3

Let's say we have two very large data frames - A and B. Now, I understand if I use same hash partitioner for both RDDs and then do the join, the keys will be co-located and the join might be faster with reduced shuffling (the only shuffling that will happen will be when the partitioner changes on A and B).

I wanted to try something different though - I want to try broadcast join like so -> let's say the B is smaller than A so we pick B to broadcast but B is still a very big dataframe. So, what we want to do is to make multiple data frames out of B and then send each as broadcast to be joined on A.

Has anyone tried this? To split one data frame into many I am only seeing randomSplit method but that doesn't look so great an option.
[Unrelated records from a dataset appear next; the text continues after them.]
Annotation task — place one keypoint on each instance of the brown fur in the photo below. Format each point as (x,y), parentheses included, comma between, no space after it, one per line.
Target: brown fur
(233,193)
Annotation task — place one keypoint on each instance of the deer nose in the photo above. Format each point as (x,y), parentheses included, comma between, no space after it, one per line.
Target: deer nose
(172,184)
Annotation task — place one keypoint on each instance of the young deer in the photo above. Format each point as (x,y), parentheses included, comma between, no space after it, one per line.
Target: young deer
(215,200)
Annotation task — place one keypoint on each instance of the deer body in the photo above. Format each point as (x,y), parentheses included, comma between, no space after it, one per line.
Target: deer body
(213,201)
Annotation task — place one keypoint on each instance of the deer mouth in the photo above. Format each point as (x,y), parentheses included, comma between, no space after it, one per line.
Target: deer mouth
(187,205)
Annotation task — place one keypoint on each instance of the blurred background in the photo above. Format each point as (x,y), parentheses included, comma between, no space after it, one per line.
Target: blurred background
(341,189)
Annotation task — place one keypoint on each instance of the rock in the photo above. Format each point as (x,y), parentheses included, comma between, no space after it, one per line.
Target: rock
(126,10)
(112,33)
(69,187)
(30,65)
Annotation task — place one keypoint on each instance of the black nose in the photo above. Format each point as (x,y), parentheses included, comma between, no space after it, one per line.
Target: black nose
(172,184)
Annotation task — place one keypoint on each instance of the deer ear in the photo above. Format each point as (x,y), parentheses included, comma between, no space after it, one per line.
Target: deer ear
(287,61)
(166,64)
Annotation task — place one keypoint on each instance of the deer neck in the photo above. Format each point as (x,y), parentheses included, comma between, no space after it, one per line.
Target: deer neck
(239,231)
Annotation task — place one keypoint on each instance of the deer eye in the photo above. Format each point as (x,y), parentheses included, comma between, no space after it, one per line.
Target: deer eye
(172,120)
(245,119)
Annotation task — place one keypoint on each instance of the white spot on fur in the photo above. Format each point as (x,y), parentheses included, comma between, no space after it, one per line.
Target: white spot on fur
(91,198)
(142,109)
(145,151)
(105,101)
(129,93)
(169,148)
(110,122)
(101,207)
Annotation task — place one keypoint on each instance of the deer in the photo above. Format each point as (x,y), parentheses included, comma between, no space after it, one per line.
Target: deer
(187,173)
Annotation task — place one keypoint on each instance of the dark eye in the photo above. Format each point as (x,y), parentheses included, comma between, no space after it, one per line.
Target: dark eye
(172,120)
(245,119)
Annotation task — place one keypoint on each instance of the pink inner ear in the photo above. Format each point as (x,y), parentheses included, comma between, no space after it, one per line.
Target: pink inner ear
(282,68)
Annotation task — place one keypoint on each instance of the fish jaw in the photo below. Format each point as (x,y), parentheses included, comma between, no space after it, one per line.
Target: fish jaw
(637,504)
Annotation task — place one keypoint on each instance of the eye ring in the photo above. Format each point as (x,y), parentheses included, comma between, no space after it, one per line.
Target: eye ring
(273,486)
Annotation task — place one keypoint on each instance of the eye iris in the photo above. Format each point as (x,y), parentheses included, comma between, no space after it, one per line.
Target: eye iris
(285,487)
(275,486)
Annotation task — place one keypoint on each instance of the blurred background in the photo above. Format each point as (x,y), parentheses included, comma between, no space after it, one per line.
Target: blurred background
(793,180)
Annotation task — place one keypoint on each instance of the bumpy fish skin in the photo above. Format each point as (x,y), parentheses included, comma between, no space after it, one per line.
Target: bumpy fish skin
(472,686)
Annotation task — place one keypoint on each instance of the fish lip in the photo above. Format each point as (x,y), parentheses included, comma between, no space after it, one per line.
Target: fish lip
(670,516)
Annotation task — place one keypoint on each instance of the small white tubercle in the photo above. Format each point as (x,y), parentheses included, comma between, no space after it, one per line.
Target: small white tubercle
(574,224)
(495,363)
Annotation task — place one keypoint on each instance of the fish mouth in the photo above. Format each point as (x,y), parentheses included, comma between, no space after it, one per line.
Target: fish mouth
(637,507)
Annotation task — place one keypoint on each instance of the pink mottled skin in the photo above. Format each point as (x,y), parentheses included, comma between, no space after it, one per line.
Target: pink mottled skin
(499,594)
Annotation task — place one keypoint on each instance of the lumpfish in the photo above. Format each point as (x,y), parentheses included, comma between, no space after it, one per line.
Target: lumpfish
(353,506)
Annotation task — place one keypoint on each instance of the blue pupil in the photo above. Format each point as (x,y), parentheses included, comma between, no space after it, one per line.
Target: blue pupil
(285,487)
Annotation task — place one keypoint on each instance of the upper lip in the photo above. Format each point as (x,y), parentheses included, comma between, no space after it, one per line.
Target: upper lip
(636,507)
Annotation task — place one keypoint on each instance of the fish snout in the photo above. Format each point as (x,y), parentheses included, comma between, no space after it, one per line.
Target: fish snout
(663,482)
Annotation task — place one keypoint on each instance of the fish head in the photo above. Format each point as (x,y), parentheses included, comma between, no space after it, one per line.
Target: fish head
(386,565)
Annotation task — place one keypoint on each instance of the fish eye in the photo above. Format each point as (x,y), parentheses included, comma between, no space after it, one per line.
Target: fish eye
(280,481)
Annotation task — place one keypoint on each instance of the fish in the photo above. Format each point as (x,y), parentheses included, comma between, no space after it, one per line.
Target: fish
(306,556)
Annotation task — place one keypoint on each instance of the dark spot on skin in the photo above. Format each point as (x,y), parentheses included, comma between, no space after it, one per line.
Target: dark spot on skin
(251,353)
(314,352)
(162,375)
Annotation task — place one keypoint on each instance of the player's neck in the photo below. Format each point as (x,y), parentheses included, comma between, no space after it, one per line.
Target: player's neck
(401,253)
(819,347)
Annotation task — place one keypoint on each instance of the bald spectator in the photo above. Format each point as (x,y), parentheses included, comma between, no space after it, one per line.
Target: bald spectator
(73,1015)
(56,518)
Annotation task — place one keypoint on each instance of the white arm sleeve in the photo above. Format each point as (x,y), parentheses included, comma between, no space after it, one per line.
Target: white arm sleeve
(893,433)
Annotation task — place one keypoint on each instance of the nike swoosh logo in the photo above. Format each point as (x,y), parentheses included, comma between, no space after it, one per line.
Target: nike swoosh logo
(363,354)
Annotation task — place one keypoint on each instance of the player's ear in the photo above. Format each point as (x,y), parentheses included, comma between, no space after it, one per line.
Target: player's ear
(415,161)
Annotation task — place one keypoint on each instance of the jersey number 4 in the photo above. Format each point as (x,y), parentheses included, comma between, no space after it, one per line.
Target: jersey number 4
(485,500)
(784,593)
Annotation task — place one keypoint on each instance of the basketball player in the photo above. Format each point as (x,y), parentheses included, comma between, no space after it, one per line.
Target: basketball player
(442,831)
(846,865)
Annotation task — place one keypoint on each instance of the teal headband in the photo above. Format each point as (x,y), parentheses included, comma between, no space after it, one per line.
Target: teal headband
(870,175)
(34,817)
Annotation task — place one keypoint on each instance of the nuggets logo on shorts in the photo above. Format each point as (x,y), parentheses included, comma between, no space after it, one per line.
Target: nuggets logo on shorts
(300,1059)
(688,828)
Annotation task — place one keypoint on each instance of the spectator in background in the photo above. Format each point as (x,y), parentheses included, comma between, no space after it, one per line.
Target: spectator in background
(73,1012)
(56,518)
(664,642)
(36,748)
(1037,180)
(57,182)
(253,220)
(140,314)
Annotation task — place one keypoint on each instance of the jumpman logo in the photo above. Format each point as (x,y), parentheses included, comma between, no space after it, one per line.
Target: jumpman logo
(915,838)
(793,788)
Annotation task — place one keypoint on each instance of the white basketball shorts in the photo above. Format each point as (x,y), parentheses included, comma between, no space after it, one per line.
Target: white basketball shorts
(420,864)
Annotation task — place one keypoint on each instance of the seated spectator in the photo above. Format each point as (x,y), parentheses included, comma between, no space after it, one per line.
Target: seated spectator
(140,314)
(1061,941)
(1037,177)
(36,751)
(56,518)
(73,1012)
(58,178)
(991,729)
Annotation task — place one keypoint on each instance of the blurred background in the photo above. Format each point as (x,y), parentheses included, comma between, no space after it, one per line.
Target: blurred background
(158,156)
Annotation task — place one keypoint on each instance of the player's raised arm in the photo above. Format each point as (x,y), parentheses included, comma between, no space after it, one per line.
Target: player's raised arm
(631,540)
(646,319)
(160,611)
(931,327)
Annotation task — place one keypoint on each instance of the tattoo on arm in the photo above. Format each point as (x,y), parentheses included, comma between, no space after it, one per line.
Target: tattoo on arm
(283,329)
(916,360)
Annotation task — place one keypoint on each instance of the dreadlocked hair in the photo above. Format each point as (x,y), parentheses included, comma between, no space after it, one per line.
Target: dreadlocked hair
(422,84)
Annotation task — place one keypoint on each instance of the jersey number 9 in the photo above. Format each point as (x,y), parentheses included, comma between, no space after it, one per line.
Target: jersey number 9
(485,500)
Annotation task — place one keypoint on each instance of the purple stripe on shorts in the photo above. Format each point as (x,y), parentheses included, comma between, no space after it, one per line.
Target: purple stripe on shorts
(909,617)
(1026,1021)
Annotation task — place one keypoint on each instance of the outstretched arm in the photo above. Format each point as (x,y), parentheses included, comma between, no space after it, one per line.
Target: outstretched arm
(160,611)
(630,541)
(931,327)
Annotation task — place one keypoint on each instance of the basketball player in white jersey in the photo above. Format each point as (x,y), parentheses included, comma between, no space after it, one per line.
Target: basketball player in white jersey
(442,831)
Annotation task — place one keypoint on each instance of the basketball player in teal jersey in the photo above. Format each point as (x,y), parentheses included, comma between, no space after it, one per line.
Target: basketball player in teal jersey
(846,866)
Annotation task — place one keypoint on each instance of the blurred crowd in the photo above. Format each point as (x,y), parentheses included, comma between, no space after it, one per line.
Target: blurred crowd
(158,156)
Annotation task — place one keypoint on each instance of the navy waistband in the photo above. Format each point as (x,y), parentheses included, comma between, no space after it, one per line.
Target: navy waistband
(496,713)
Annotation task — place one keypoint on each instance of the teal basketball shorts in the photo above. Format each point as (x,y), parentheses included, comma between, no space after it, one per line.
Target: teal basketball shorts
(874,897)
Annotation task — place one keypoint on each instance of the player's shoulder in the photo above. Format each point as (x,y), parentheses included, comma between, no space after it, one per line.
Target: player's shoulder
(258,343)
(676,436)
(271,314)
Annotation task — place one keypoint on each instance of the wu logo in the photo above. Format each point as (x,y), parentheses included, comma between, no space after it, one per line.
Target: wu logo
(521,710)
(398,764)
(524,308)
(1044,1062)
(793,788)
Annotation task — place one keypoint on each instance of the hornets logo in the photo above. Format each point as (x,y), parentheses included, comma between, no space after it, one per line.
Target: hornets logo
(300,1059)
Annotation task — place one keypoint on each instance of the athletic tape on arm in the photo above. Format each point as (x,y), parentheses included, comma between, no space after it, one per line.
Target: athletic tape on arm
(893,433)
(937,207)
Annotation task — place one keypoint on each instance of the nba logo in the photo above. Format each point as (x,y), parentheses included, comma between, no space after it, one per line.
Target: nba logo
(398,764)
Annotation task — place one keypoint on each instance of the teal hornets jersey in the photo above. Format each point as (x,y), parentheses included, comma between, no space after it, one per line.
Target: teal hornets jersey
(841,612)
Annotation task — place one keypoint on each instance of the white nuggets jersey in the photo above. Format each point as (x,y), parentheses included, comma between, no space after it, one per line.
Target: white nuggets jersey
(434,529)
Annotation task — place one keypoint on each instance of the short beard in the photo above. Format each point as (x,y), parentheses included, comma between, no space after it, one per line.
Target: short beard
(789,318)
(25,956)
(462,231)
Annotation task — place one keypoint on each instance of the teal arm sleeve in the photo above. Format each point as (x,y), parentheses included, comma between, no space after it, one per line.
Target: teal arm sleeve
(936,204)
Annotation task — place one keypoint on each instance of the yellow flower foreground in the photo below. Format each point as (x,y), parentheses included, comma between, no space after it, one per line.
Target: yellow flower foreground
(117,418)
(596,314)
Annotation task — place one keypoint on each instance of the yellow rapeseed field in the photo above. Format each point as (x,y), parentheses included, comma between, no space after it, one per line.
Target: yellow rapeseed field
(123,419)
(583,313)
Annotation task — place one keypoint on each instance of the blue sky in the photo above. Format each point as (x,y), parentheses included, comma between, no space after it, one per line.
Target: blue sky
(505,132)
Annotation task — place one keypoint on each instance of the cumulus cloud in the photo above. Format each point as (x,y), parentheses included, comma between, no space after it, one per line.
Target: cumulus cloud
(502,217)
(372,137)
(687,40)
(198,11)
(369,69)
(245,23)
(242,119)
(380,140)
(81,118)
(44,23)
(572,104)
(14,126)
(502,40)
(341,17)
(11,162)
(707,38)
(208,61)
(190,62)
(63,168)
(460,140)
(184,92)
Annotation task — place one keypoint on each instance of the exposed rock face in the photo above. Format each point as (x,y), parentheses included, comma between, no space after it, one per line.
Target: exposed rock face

Any other better way to accomplish this task?

Thanks!

Kumar Vaibhav
  • 2,632
  • 8
  • 32
  • 54

1 Answers1

5

Has anyone tried this?

Yes, someone already tried that. In particular GoDataDriven. You can find details below:

They claim pretty good results for skewed data, however there are three problems you have to consider doing this yourself:

  • There is no split in Spark. You have to filter data multiple times or eagerly cache complete partitions (How do I split an RDD into two or more RDDs?) to imitate "splitting".
  • Huge advantage of broadcast is reduction in the amount of transferred data. If data is large, then amount of data to be transferred can actually significantly increase: (Why my BroadcastHashJoin is slower than ShuffledHashJoin in Spark)
  • Each "join" increases complexity of the execution plan and with long series of transformations things can get really slow on the driver side.

randomSplit method but that doesn't look so great an option.

It is actually not a bad one.

Any other better way to accomplish this task?

You may try to filter by partition id.